La phase de la construction se révèlerait particulièrement néfaste pour le monarque, classée « préoccupante » en vertu de la Loi sur les espèces en péril. 

« Il y aura beaucoup de poussière sur les plantes hautes d’asclépiade. Le papillon va les survoler, et s’il n’arrive pas à les cibler, il peut passer à côté » ajoute l’entomologiste Étienne Normandin. 

Il croit que certains papillons pourraient se rabattre sur le parc-nature de l’Anse-à-l’Orme, dans l’ouest de l’île, ou sur un parc écologique de 19 hectares situé non loin et protégé par Aéroports de Montréal. 

ADM exclut néanmoins d’attribuer le même statut au « champ des monarques ». 

« Ce sont des terrains qui sont voués à du développement », réaffirme Anne
Marcotte, directrice des relations publiques.

Elle souligne que la friche se situe en bordure du parc industriel.  

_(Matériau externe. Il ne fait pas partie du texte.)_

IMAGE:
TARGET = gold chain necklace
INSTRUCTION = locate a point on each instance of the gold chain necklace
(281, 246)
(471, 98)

Pour Jim Harris, la fragmentation d’un des derniers grands espaces verts du secteur est particulièrement préoccupante. 

« Ils grignotent l’espace un projet à la fois. Pendant ce temps-là, les monarques ont désespérément besoin de l’asclépiade sur le chemin de leur migration », soutient-il.

Les entomologistes suggèrent pour leur part de planter différentes espèces d’asclépiades dans les environs pour mitiger la destruction de ce champ spécifique. 

De son côté, le Comité sur la situation des espèces en péril au Canada recommande désormais de classer le monarque comme une espèce en voie de disparition, une proposition que le ministre de l’Environnement Jonathan Wilkinson étudie. 


La population de monarques a diminué de 50 % dans la dernière décennie.